FPGA Acceleration for Storage Deduplication

In Short

Traditional deduplication systems use FPGA as an offload engine and maintain a hash table on the host side. Those designs need extra memory copy and long-latency communications between the host and FPGA. Both affect the performance of the whole system.

To overcome this limitation, our new system integrates all logic related to page deduplication to FPGA. No extra memory copy and communication are needed in our system. Furthermore, the system is implemented entirely in hardware, delivering 12.7GB/s(100Gbps) throughput and < 30us latency(10x faster than previous work). This project was carried out at Systems Group, ETH.

Deduplication: Algorithm

The deduplication system chunks the input and then identifies the unique chunks by fingerprinting them using a cryptographically secure hash(typically MD5 or SHA). The system maintains metadata for the correspondence between the user pages and unique pages. Only unique pages are stored in SSD to lower the write operation and extend the SSD lifetime.

Deduplication Algorithm

System Setup

Our whole system contains the driver and FPGA logic. The system is a transparent layer inserted between the CPU and SSD. Neither is aware of this layer, which handles everything related to page deduplication: chunking, fingerprinting, metadata management, and garbage collection.

System Setup

Hardware Architecture

On the hardware side, the deduplication logic, DedupCore, is built on top of the FPGA infrastructure Coyote, which provides DMA and RDMA access to the system. A hardware hash table engine maintains page metadata in the FPGA memory. FSM array supports multiple lookup requests in parallel, and a lock table is employed to ensure the correctness of those parallel lookups.

Hardware Architecture

Bloom Filter Deletion Mechanism

We employ the Bloom filter in our system to quickly identify new pages to accelerate the hash table lookup further. The challenge is that the Bloom filter does not support deletion. Traditional methods use extra memory space to enable deletion(e.g., counting Bloom filter). Those methods will drastically increase the memory footprint(e.g., a 16-bit counter leads to 16x memory space).

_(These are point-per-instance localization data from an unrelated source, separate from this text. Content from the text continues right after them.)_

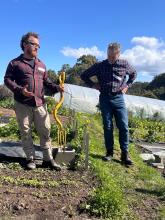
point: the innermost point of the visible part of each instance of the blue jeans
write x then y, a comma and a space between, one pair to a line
114, 105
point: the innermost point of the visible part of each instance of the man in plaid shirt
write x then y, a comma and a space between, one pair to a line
26, 77
111, 74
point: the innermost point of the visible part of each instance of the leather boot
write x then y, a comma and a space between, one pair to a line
126, 159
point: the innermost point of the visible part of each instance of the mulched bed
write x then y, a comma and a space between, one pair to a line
23, 200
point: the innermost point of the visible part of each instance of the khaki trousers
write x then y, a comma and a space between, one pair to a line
26, 115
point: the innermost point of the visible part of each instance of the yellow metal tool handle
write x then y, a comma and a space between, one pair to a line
58, 104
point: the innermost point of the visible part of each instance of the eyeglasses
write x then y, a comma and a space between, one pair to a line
33, 44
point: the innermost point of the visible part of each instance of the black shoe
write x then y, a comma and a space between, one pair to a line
30, 165
126, 159
51, 164
108, 157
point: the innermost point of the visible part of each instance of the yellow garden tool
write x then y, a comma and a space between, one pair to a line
61, 130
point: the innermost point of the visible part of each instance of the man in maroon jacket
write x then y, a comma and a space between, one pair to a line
26, 77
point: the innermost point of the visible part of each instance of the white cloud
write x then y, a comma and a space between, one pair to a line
150, 42
148, 55
76, 53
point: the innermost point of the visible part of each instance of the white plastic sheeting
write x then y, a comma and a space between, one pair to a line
84, 99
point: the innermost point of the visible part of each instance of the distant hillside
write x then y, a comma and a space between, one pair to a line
154, 89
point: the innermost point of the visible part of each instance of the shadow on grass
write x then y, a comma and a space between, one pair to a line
100, 157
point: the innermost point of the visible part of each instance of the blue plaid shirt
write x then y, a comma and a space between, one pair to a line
111, 77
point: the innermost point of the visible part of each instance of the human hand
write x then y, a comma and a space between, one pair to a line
26, 93
61, 88
124, 90
96, 86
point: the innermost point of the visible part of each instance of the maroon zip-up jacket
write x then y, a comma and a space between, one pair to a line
20, 73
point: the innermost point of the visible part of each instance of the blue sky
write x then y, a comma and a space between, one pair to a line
71, 28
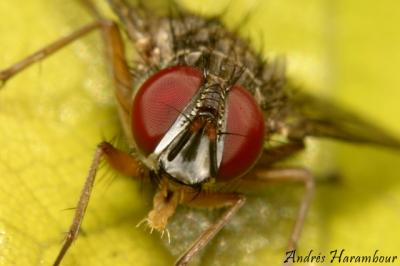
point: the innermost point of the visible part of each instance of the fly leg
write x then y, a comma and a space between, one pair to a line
263, 176
232, 201
119, 161
114, 49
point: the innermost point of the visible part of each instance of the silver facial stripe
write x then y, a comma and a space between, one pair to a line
192, 163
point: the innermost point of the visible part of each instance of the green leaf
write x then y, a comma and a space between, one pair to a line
53, 114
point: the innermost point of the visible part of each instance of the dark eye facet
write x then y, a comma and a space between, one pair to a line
244, 137
159, 102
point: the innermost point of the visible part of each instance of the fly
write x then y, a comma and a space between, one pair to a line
197, 110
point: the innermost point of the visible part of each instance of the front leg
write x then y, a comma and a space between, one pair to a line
232, 201
119, 161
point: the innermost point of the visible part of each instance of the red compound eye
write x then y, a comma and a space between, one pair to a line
159, 102
244, 141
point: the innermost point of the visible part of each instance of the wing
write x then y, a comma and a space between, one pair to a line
306, 115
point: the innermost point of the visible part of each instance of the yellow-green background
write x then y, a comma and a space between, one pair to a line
53, 115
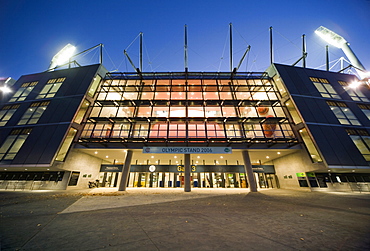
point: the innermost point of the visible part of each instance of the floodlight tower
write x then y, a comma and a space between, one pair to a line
62, 56
338, 41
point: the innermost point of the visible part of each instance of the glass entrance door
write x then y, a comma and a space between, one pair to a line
108, 179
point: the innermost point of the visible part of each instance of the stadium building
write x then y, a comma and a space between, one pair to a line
288, 127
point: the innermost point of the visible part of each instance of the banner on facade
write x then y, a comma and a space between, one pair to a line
188, 150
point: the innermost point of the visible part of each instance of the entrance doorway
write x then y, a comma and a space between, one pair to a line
108, 179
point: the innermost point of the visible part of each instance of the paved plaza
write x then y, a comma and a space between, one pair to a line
170, 219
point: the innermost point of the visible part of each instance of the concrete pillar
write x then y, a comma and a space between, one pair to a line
249, 171
125, 171
187, 187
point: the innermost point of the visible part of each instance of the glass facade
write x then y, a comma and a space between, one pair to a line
343, 113
6, 113
365, 109
62, 153
22, 93
185, 108
33, 114
325, 88
354, 93
361, 139
311, 148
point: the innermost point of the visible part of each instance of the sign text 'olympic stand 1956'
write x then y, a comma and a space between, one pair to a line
188, 150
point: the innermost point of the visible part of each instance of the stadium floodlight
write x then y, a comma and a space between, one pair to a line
62, 56
331, 37
338, 41
5, 89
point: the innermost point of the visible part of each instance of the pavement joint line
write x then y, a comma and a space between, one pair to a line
37, 232
136, 222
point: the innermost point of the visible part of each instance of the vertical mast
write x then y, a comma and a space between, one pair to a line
304, 54
101, 53
271, 48
327, 57
186, 48
231, 47
141, 51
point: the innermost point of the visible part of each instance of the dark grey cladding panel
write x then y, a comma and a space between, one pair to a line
297, 80
303, 105
56, 139
4, 133
61, 110
360, 115
41, 146
41, 138
336, 146
320, 110
77, 80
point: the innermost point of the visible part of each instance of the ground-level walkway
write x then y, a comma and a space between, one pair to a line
170, 219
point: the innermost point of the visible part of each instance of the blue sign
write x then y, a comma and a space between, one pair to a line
188, 150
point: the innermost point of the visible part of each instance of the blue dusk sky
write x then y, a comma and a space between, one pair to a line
32, 32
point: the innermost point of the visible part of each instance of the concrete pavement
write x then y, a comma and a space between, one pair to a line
169, 219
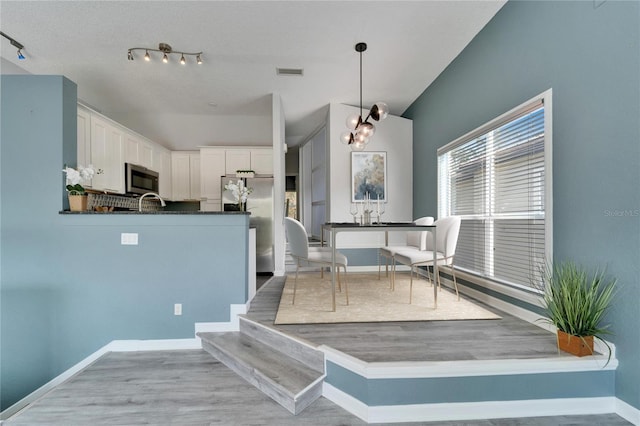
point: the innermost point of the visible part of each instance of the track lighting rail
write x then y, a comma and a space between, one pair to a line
166, 51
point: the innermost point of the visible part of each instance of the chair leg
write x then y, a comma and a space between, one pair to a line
346, 284
295, 283
455, 283
392, 277
411, 284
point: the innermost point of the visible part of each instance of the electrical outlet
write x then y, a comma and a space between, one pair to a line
128, 239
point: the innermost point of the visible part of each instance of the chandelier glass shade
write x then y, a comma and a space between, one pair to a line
361, 130
166, 51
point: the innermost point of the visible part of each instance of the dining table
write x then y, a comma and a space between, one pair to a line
334, 228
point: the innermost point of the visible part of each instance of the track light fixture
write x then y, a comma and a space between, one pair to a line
360, 131
15, 43
166, 51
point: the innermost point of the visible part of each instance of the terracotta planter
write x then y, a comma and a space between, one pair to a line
578, 346
78, 203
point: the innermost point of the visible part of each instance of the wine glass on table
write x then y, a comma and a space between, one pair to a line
380, 211
354, 211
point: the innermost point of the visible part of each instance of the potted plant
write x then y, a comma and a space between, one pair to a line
240, 193
576, 302
76, 192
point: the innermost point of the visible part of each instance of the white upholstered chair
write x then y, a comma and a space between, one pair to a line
304, 255
447, 231
416, 240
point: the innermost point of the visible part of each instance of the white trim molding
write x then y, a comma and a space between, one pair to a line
217, 327
130, 346
478, 410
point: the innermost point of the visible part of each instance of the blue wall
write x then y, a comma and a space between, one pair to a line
588, 53
68, 287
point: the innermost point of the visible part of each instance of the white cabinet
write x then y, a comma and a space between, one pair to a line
146, 155
162, 165
262, 161
212, 164
185, 175
106, 156
194, 178
108, 145
237, 159
138, 151
84, 139
131, 149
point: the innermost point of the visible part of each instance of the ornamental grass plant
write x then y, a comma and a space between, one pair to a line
576, 302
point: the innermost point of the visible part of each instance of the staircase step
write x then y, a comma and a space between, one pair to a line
295, 348
284, 379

In our system, we design a per-bucket Bloom filter (each bucket has its own Bloom filter) and a reconstruction mechanism that reconstructs the bucket’s Bloom filter when a false positive is detected in the lookup. This reconstruction mechanism does not introduce extra memory access since we look up until the end of the linked list when a false positive happens, and also has no memory space overhead.

Bloom Filter Reconstruction Mechanism is Employed as a Deletion Mechanism Effectively

Performance

When using 6 FSMs for parallel lookup, we saturate the DMA throughput when the requests only contains existing pages. Latency is < 30 us for write requests and < 15us for erase requests.

Throughput and Latency vs. Hash Table Fullness

The worst case in our system corresponds to the scenario that the hash table is almost full and all incoming pages are new, which means we always need to look up until the end of the linked list. With the help of the Bloom filter, we can still get 12.1 GB/s throughput in the worst case without increasing the number of FSM.

Throughput vs. Page Deduplication Ratio

FPGA Floorplan

Our system uses roughly 2/3 of the FPGA resource, leaving enough space for other extensions.

FPGA Floorplan